Pushup: A Go Framework for Web Development
That’s how Pushup, which was officially released in January, was born: It began as an internal project to build a new web framework that checked all the boxes Ad Hoc felt were important to web development.
“What’s special about Pushup is that, as far as I know, it’s the first web framework in Go that is focused on the frontend experience of writing templates, having an opinionated project layout and the files you create are the same as the URL routes that your application goes to,” he said. “This is very common in other frameworks, where you make a file and the name of the file on the file system is also what’s in the URL. And that was very appealing to us — that you could just start a new file, name it something, save it and immediately go to the browser and you could access it right there.”
It was always possible to write HTML templates and Go, but where Pushup comes in is in creating a framework that makes it all easier for the developer to build these page.
“I really wanted Pushup […] to compete with Ruby on Rails and Django for Python, and then PHP, these other languages and frameworks [with] that more page-oriented style,” he said. “And I haven’t seen a web framework [like that] in the Go world yet.”

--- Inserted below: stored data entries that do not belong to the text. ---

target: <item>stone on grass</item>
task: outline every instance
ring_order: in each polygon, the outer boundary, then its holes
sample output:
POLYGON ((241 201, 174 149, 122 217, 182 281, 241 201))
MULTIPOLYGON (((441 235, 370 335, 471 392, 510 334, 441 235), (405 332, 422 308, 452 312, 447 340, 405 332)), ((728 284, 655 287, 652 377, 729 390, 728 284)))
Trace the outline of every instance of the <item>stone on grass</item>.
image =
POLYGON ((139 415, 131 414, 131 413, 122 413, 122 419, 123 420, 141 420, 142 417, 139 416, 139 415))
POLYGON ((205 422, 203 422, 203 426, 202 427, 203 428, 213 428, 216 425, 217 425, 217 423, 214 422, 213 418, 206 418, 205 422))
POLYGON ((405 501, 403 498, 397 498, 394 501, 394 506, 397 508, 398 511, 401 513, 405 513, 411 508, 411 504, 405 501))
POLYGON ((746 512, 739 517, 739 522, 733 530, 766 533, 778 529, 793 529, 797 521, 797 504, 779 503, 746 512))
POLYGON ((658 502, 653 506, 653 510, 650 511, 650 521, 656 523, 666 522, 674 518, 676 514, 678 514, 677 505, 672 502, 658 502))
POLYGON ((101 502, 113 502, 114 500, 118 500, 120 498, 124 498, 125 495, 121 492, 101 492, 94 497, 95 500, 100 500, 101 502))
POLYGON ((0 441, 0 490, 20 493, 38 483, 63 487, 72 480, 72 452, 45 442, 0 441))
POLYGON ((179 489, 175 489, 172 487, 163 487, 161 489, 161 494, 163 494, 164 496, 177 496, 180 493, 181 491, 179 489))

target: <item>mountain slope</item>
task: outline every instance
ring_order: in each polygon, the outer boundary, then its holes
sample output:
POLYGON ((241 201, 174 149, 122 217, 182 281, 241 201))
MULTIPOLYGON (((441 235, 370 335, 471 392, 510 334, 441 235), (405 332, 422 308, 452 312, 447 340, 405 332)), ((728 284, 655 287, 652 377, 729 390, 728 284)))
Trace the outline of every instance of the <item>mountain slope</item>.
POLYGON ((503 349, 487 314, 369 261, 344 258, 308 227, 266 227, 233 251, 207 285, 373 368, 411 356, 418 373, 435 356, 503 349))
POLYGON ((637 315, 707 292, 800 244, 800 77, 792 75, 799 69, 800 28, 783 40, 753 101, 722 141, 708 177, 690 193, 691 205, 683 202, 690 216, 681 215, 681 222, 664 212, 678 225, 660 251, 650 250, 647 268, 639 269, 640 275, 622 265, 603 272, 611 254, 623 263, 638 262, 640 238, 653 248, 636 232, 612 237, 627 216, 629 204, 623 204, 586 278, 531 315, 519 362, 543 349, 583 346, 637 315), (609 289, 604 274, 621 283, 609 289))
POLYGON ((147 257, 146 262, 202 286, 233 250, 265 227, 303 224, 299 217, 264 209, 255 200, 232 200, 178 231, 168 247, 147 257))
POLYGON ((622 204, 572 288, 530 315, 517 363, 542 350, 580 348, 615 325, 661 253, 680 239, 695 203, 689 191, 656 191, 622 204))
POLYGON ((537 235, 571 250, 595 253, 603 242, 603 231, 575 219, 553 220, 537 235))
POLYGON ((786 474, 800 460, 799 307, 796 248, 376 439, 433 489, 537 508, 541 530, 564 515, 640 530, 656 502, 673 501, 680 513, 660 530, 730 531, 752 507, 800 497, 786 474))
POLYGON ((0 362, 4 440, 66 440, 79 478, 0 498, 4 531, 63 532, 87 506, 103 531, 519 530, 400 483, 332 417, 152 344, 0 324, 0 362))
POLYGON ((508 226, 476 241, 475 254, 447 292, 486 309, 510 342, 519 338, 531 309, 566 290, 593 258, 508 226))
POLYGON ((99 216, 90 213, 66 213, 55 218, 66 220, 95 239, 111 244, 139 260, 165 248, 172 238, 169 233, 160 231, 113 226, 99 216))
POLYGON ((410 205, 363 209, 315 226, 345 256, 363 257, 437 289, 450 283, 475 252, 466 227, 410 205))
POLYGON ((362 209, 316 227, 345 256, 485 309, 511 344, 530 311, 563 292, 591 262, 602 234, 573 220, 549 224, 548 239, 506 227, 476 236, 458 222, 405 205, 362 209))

A Framework for ‘Page-Oriented’ Web Apps
Pushup pages are a combination of HTML and Go, with a syntax that switches from HTML to Go for the special logic areas, such as loop over an array, list, a database connection, or calling an API, he said. Then it’s condensed into one page, a file format called a .up file, and then Pushup compiles that into pure Go, which can be turned onto a web server and hosted.
“I’m an old-school web developer, so I still like server-side web applications,” Smith said. “I know JavaScript is really like taking the world by storm and you make web applications [with] the code running in the browser. And I think there’s definitely a place for that.”
But, he added, there’s also a place for server-side apps that don’t need the interactivity of JavaScript on the browser — apps that are more “page-oriented” in that they’re doing something within the website, rather than acting as a standalone app.
“We are building Pushup to make those kinds of sites easier,” he said, adding that Pushup also provides an easy developer experience that aids in managing all of it.
Like htmx, Pushup also allows the app to send and receive messages from the server without triggering a page reload, he added.
“We can write Go for back ends and APIs, but also for front ends,” he said. “And that’s that’s very powerful.”